Foreign matter found in food

Grand final evening my daughter was eating a brand name frozen apple pie with ice cream that she heated in the oven. It was one of 4 in a pack. Mid way through the pie she said there was some paper in her mouth. What she pulled out was a sticker commonly found on apples. It had the type, Braeburn a number in large letters and a web address ……New Zealand.org.

I had the original packaging, batch no. Etc and called the 1800 number on Monday (Melbourne Head Office so they were working yesterday). Reported the incident, they took my name, apologised and asked where I purchased the product. Obviously a gift card is on its way.

Question is, what is considered a fair and suitable outcome?

Comments

  • +24

    free stickers. get it posted as a deal

    • best comment ever haha

    • +3

      Chocolate Severed Finger Popsicles — A North Carolina man found part of a severed index finger packed inside a pint of frozen chocolate custard. The finger belonged to a grocery store employee. "I thought it was candy because they put candy in your ice cream or whatever to make it a treat," he told the Associated Press. When he realized what it was, he "just started screaming."

      MMmmmm. You scream, I scream, we all scream, for some finger lickin' good ice cream!

  • +10

    Mmm i would suggest the gift card covers it.

    Could have been Glass/Metal/Band-aid etc then i would be concerned

  • +1

    I think you may have made people start looking for stickers in their apple pies. :)

    • Should be posted as an instant-win competition.

  • +24

    At least you know its made with real apples

  • +1

    it was a paper sticker so not harmful. Maybe a gift card of $10 to cover the cost of a new box of pies.

  • A sticker is certainly at the lower end of foreign matter found in food. Hopefully they give you a nice gift card and that would be sufficient in my view :)

  • +1

    Question is, what is considered a fair and suitable outcome?

    More stickers, obviously… :P

  • +2

    At least you know where the apples come from. Did the pie claimed to be made from Australian ingredients?

    A gift card and an apology seems reasonable.

  • +1

    You have WON the golden ticket to the Charlie Chocolate Factory!
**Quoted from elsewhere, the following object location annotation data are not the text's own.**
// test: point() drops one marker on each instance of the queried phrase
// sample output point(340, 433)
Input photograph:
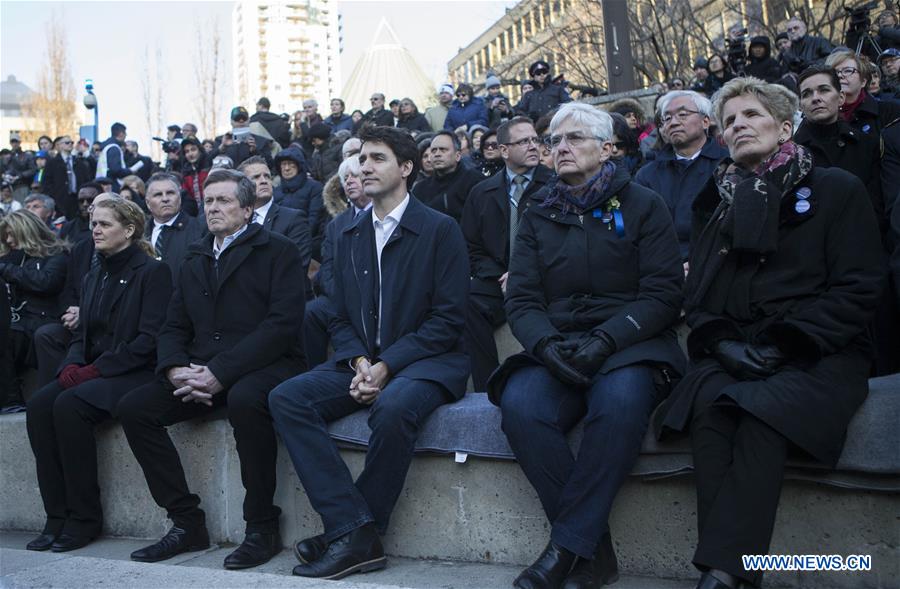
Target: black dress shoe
point(359, 551)
point(42, 542)
point(66, 542)
point(256, 549)
point(176, 541)
point(311, 549)
point(549, 570)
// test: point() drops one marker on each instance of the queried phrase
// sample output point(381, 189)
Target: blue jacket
point(679, 185)
point(472, 113)
point(424, 289)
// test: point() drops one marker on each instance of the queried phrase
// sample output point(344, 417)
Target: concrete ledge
point(483, 510)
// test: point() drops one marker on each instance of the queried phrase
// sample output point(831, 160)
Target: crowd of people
point(298, 269)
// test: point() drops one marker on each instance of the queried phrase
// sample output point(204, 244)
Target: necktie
point(160, 246)
point(518, 189)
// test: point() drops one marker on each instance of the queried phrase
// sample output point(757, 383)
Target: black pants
point(60, 426)
point(484, 314)
point(147, 411)
point(739, 463)
point(51, 342)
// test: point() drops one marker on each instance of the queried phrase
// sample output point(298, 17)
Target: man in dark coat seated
point(231, 335)
point(490, 219)
point(400, 295)
point(170, 230)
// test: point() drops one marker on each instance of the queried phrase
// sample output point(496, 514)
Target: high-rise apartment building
point(286, 51)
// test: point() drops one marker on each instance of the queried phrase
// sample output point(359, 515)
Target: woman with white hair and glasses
point(784, 278)
point(594, 288)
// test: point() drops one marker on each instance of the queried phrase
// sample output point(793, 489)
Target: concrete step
point(105, 563)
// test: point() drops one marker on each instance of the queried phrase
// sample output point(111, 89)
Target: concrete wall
point(482, 510)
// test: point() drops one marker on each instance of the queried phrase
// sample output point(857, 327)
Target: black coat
point(812, 298)
point(571, 274)
point(136, 298)
point(240, 318)
point(448, 194)
point(841, 146)
point(485, 225)
point(179, 236)
point(424, 278)
point(36, 282)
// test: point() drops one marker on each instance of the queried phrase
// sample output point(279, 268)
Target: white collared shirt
point(157, 229)
point(262, 212)
point(383, 231)
point(217, 251)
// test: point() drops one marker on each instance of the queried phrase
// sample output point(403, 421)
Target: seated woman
point(33, 265)
point(123, 305)
point(594, 288)
point(784, 278)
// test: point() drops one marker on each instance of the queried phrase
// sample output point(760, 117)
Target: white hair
point(595, 122)
point(702, 103)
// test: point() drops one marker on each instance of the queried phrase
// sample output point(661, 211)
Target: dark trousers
point(739, 465)
point(60, 425)
point(317, 315)
point(484, 314)
point(577, 492)
point(51, 342)
point(301, 408)
point(147, 411)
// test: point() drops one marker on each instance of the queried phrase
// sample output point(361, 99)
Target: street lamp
point(90, 102)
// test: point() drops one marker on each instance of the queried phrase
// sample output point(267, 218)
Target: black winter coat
point(135, 301)
point(239, 315)
point(36, 285)
point(571, 274)
point(485, 225)
point(812, 298)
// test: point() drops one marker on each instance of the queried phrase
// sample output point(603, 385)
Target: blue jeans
point(577, 492)
point(302, 406)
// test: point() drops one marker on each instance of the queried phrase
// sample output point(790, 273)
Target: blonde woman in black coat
point(123, 303)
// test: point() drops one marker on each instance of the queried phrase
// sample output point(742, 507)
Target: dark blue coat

  • I eat the stickers anyway

  • Real story - saw a man walked straight into the glass door of a Maccas many years ago. The staff looked after him so well and offered him free food and drinks. In another country, this man would be asked to pay for the broken glass.

    • maccas happy if not get sue.

  • +1

    A hitherto useless piece of information, but I do remember reading somewhere that (at least in some countries) stickers on fruit - paper, inks, adhesive - are all required by law to be 'food grade'.
    Possibly the same stipulation in Australia, but if the stickers are printed in China, all bets for truly 'food grade' are probably off…

    • +1

      Re: The couple of negs…

      Apologies, people of Chinese background, but putting aside the horrendous and sometimes unintended contaminants in ACTUAL food - shocking pesticide, heavy metal and other/varied toxic residue levels in much Chinese-grown food, don't forget the manufacturing and processing scandals: Melamine added to milk, lead paint applied to toys that children lick, tremendously less-than 'food grade' plastic products, falsely labelled.

      If there is a cheap, even if dangerous, alternative to a given 'real thing', there will always be a least one rogue food-processing or manufacturing facility in China churning out the dodge, even if unwittingly - courtesy of dodgy upstream producers and the pricing pressures THEY are under. Sad, but true.

      • +1

        Most people of Chinese background would actually agree with you; they know the score all too well, unfortunately.

        • Indeed, and Australian dairy farmers who have survived years of hard times, are apparently in clover, now.

          Middle-class Chinese are buying Aussie dairy products in quantity (including fresh milk, transported daily - story on th ABC recently), and an actual black-market has developed around the sourcing of Australian, powdered, baby formula.

      • +1

        Actually in 2007 before the melamine in milk scandal, there was one in the US where rice flour from China was tainted with melamine and subsequently included in animal food (domestic and farm). It killed a lot of cats with kidney failure and some dogs, and was given to pigs and chickens intended for human consumption. The scandal wasn't reported that much in Australia though. But saying that Europe had their own horse meat scandal more recently!

      • +1

        You have no need to apologise Tas, Chinese people should know better than anyone else what you say is true. And let's not forget that Australia's standards of hygiene is quite high compared to countries like China. We also have stricter food regulation laws

  • +1

    the sticker doesnt kill you.

    • +2

      yeah, at least it wasn't metal or someones finger o.O

      • most food goes through a metal detector for that reason.

        As for the finger, you'd hope the owner would realize it's missing

    • It will, however, make you stronger.

      • +1

        Kelly Clarkson 'Stronger'- "What doesn't kill you make you stronger."

        • The exact same song started playing in my head, haha

  • Worst one I've had was a slither of metal in a bar of soap.